Avery barked, “Will the two of you stop your damn whining and help me figure out what to say to
Zandria
when she realizes he’s missing?” Both boys jumped.

“Hell, I don’t know. You’re the one who lost it and went berserk on the guy. I mean, geez, you said we were only going to rough him up a little bit. Make him understand his place,” Grayson whined.

“It wasn’t my fault. The dumb prick fought back and then he was stupid enough to try to provoke me.” Avery started pacing back in forth.

“Why are you so worked up about it? He got what he deserved. You don’t think Hayden’s going to say anything do you?” Slade asked, looking suddenly worried.

“No, he wouldn’t be that stupid, no matter how powerful his father is. Besides he promised he’s take care of the mess for us. But it’s just a matter of time until
Zandria
notices someone different is picking up the trash. What do I say to her then?” Avery pounded his fist against the desk.

“Dude, why do you have to say anything to her? Orange level workers go missing or die every day. No one gives a shit about what happens to them. Play dumb and sympathetic. She’ll be upset, but then you can be there to comfort her.
Win-win, buddy.”
For a moment he grinned at his unexpected cleverness. Then he focused his attention back on his still dripping shin.

Several servants entered the room with arms full of towels, bandaged and disinfectants. One stood right in front of the camera, so I couldn’t see what was happening, but I could hear that their discussion had ended and they were now focused on cleaning their wounds.

 

I had been so quick to feel betrayed by Byron and assumed he had chosen to partner with Hayden because his life had become too hard. I should have listened to Byron when he begged me to. I should have known he’d have to be near death before he’d allow himself to fall into his current situation. And as much as I hated Hayden for using Byron that way, from the sounds of it, he had saved Byron’s life by letting the others think he was dead.

Oh God. I had thought everything was totally messed up before. Now I knew just how completely screwed up and evil everything and everyone was. All along I had been fooling myself thinking I was using Avery so I could save Byron.
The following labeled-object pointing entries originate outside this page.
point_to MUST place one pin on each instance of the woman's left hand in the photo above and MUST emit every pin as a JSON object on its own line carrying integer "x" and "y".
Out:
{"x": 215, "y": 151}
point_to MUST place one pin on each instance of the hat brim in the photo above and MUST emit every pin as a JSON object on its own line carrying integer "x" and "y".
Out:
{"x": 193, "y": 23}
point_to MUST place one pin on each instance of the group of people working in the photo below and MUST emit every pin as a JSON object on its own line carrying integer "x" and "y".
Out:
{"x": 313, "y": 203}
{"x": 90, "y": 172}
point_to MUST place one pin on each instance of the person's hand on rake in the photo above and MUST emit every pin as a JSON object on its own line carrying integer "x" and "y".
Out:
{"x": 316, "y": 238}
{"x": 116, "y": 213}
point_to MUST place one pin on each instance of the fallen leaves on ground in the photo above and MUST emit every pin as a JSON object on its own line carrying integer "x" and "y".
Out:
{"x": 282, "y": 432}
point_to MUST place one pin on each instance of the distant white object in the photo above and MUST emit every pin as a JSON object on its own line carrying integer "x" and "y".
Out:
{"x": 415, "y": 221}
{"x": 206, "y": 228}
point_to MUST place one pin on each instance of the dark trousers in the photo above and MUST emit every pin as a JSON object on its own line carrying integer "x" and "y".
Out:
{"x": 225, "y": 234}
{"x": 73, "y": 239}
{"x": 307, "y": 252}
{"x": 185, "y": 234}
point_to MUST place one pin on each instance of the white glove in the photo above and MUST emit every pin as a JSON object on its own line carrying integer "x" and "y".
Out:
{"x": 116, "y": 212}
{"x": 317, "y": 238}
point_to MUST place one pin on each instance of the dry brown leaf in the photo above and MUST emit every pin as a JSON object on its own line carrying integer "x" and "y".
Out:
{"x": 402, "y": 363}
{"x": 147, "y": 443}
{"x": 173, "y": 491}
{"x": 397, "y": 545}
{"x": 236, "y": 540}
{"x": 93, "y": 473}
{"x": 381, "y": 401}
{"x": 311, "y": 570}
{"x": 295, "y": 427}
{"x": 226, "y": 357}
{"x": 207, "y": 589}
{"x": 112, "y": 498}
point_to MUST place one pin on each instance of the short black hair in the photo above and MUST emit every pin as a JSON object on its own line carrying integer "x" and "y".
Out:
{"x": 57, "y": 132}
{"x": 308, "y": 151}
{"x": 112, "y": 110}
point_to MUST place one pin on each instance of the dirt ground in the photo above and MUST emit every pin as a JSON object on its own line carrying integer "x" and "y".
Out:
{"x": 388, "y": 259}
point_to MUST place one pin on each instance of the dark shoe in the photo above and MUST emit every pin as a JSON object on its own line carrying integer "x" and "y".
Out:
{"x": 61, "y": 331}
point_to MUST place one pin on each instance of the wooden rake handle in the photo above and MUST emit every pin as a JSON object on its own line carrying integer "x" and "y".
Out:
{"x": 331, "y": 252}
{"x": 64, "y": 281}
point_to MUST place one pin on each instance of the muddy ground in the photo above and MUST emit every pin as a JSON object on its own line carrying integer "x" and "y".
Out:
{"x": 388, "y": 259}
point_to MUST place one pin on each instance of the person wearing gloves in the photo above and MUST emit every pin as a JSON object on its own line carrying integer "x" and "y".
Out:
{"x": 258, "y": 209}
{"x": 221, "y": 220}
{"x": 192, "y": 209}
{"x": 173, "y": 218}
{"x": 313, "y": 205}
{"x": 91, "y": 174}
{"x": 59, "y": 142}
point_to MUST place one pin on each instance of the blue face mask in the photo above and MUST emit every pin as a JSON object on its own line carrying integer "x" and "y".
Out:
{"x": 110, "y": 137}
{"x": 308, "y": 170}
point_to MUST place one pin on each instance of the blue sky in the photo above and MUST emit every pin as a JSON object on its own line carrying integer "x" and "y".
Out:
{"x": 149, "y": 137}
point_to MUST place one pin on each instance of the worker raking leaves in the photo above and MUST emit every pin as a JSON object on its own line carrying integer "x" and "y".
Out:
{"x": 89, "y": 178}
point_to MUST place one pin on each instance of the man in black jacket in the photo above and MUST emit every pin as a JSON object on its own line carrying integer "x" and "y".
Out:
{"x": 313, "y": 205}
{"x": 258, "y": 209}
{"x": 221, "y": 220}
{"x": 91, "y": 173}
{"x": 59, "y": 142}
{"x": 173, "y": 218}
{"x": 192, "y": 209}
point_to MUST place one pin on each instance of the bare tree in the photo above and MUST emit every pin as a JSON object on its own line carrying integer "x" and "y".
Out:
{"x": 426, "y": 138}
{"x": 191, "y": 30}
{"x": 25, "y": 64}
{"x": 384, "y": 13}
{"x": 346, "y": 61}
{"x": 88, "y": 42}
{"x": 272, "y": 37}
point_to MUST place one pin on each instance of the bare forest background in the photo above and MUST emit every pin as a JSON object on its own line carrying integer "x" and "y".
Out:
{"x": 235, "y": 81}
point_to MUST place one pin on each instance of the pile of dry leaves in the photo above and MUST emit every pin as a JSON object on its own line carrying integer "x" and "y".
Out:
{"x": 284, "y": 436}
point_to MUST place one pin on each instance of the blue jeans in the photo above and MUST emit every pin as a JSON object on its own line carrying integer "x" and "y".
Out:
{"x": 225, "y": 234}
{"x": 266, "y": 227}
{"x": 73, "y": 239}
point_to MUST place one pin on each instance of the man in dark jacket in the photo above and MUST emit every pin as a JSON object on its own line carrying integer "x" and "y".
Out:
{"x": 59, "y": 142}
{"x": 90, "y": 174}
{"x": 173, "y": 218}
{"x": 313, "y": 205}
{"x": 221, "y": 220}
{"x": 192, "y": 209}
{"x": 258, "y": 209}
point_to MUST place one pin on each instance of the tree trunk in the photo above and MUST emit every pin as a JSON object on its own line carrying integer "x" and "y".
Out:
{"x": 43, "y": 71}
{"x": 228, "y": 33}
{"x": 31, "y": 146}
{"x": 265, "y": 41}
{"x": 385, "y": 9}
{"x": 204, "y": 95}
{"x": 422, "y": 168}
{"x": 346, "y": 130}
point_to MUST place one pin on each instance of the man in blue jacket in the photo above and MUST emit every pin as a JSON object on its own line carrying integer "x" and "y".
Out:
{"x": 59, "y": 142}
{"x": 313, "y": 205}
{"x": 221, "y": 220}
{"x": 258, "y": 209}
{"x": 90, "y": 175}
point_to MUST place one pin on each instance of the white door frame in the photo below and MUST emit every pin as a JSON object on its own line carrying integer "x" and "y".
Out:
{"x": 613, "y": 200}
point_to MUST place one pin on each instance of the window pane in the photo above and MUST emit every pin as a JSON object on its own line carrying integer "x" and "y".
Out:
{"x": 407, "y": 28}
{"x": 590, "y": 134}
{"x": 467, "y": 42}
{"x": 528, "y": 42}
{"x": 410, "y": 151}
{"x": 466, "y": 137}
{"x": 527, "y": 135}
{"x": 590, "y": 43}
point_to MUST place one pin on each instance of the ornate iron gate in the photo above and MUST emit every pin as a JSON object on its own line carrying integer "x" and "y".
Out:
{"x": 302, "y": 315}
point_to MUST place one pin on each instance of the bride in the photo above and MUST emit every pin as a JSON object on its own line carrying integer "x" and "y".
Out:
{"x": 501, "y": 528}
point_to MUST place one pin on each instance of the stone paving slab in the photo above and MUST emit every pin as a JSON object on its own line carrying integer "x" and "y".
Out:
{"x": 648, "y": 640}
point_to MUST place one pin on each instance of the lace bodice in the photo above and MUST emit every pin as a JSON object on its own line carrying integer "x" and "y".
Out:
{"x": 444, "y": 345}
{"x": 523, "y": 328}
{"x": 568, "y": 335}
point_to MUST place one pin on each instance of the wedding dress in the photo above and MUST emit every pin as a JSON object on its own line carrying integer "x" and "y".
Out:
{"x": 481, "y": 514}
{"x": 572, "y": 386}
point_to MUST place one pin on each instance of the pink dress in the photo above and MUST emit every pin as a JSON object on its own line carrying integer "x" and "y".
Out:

The truth was I couldn’t help Byron

 
I
couldn’t even save myself. I had just been too naïve to realize it. I had willingly befriended and fallen for the very person who was the cause of the pain and grief that tormented Byron and I.

There had been signs there all along. Avery had been eerily familiar when I met him on the air-tram. But I had dismissed it instead of making the connection to the little boy I had once seen with his father on one of the rare occasions when I had visited my dad at the plant. Avery had even introduced himself as a scoundrel at heart; I had laughed it off as a joke.

But even after that there had been little things that should have raised suspicion or alarm. I had chosen to ignore them as well. Like when he knew I had always been at the top of my class. He had once said, “I’ve always loved you, since before I was old enough to know what love was.” And then there was the time I realized he had used Camille’s name when I was pretty sure I had never told it to him.

And every time I had found a way to dismiss my worries.

I wrapped my arms around myself and watched the rest of the recording. If there were any more devastating revelations to be learned, I might as well learn them now when there was no possible way I could feel any more distraught.

In the end there was nothing else to be found – at least not on the recording. I wrapped my arms around myself and stared blankly at the wall as I replayed all the painful scenes over and over in my head. I was still in this catatonic state when Wendy finally arrived home.

I was in no state to tell her what was wrong, so I showed her the footage. She wrapped her arms around me and shared my horror and shock. She had never liked Avery, but had never imagined him to be half the monster he really was.